The peripheral stalk of the mitochondrial ATP synthase.

TitleThe peripheral stalk of the mitochondrial ATP synthase.
Publication TypeJournal Article
Year of Publication2006
AuthorsWalker, JE, Dickson, VKane
JournalBiochim Biophys Acta
Volume1757
Issue5-6
Pagination286-96
Date Published2006 May-Jun
ISSN0006-3002
KeywordsAnimals, Bacteria, Catalytic Domain, Cattle, Chloroplasts, Mitochondrial Membranes, Mitochondrial Proton-Translocating ATPases, Models, Molecular, Protein Subunits, Submitochondrial Particles
Abstract

The peripheral stalk of F-ATPases is an essential component of these enzymes. It extends from the membrane distal point of the F1 catalytic domain along the surface of the F1 domain with subunit a in the membrane domain. Then, it reaches down some 45 A to the membrane surface, and traverses the membrane, where it is associated with the a-subunit. Its role is to act as a stator to hold the catalytic alpha3beta3 subcomplex and the a-subunit static relative to the rotary element of the enzyme, which consists of the c-ring in the membrane and the attached central stalk. The central stalk extends up about 45 A from the membrane surface and then penetrates into the alpha3beta3 subcomplex along its central axis.
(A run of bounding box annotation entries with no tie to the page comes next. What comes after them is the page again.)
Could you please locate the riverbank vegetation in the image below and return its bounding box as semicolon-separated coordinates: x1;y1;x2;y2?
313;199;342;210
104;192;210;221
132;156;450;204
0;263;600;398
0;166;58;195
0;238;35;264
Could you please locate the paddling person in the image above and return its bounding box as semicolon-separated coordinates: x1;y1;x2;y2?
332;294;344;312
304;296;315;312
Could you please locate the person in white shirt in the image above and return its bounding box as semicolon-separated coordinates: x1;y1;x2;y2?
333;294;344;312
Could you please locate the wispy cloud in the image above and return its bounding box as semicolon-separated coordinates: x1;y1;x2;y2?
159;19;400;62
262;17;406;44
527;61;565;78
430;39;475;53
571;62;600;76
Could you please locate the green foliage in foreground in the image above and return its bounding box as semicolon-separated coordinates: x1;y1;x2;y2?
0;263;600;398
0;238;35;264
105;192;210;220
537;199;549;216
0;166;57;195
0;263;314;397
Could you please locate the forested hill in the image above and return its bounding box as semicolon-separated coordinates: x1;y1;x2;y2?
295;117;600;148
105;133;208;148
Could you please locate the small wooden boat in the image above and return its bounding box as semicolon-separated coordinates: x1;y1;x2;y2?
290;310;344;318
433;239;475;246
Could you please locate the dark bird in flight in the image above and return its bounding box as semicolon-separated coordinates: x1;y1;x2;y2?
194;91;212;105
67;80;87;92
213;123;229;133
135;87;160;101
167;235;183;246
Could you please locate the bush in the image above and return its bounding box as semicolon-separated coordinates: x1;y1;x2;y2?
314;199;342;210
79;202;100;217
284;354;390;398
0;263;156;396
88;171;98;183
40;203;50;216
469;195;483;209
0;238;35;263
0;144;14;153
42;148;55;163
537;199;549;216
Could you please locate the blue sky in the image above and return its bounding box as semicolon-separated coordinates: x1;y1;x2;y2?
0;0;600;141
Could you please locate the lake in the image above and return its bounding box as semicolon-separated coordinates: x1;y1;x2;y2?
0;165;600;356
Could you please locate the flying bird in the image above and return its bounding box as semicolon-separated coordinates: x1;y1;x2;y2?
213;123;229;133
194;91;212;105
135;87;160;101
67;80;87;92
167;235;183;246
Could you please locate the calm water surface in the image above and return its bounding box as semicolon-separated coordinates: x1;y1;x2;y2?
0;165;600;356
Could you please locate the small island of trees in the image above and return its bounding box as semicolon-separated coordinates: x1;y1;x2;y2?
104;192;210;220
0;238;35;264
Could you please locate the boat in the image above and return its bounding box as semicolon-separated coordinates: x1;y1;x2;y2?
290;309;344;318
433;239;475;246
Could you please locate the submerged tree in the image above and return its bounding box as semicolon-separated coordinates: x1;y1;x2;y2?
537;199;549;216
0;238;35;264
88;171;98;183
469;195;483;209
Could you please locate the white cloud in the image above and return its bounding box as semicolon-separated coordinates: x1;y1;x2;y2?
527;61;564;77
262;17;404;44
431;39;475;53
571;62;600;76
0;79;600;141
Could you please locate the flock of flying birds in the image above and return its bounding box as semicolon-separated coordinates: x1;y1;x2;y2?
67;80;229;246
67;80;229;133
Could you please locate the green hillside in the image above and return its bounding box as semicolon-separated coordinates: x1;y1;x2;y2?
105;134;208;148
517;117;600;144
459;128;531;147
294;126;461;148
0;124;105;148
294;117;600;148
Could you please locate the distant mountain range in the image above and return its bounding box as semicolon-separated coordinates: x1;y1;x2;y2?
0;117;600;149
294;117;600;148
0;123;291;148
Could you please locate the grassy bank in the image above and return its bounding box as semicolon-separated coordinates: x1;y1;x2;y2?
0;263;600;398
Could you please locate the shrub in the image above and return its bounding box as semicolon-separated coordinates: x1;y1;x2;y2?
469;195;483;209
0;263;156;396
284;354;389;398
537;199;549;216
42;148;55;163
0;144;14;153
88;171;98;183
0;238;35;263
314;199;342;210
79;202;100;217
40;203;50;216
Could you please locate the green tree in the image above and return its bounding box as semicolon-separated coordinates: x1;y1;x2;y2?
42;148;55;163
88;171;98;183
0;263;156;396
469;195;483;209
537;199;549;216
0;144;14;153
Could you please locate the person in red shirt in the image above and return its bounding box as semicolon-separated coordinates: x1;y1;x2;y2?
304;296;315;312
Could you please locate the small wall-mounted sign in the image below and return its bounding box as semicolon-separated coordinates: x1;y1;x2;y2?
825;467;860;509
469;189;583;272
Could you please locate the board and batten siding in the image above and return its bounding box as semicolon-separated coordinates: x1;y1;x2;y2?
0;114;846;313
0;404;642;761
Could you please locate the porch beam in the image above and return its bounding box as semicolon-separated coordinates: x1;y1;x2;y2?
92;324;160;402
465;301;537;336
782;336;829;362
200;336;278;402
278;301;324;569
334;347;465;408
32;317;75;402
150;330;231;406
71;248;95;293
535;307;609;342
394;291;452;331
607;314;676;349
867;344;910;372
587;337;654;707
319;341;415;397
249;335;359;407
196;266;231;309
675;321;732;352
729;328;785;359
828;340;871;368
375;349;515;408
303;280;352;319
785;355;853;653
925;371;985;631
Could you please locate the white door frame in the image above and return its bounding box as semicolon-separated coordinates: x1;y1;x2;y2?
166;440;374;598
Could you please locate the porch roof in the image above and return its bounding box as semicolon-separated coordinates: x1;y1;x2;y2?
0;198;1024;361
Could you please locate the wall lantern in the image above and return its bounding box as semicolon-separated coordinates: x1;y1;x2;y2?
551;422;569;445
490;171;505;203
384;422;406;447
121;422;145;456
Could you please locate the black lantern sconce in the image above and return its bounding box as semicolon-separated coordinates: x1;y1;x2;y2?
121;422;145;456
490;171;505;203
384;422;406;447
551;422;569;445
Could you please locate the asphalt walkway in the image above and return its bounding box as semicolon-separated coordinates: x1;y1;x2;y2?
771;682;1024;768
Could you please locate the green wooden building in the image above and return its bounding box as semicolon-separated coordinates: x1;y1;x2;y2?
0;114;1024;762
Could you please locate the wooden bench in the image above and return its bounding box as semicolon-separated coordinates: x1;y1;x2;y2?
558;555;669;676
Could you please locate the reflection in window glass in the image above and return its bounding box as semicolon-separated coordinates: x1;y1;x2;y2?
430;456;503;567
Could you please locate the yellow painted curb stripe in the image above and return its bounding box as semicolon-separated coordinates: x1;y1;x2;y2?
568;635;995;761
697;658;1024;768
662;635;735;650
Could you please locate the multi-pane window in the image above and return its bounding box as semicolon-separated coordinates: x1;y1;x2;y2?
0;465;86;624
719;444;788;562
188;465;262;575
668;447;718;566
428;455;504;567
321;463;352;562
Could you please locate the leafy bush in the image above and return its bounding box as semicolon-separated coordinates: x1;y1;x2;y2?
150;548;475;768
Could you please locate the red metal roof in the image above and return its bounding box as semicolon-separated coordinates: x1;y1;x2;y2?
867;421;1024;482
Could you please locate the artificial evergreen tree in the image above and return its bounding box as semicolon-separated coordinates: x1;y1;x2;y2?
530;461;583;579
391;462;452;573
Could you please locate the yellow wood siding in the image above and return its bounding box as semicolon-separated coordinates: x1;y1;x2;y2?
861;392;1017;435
The mitochondrial peripheral stalk is an assembly of single copies of the oligomycin sensitivity conferral protein (the OSCP) and subunits b, d and F6. In the F-ATPase in Escherichia coli, its composition is simpler, and it consists of a single copy of the delta-subunit with two copies of subunit b. In some bacteria and in chloroplasts, the two copies of subunit b are replaced by single copies of the related proteins b and b' (known as subunits I and II in chloroplasts). As summarized in this review, considerable progress has been made towards establishing the structure and biophysical properties of the peripheral stalk in both the mitochondrial and bacterial enzymes. However, key issues are unresolved, and so our understanding of the role of the peripheral stalk and the mechanism of synthesis of ATP are incomplete.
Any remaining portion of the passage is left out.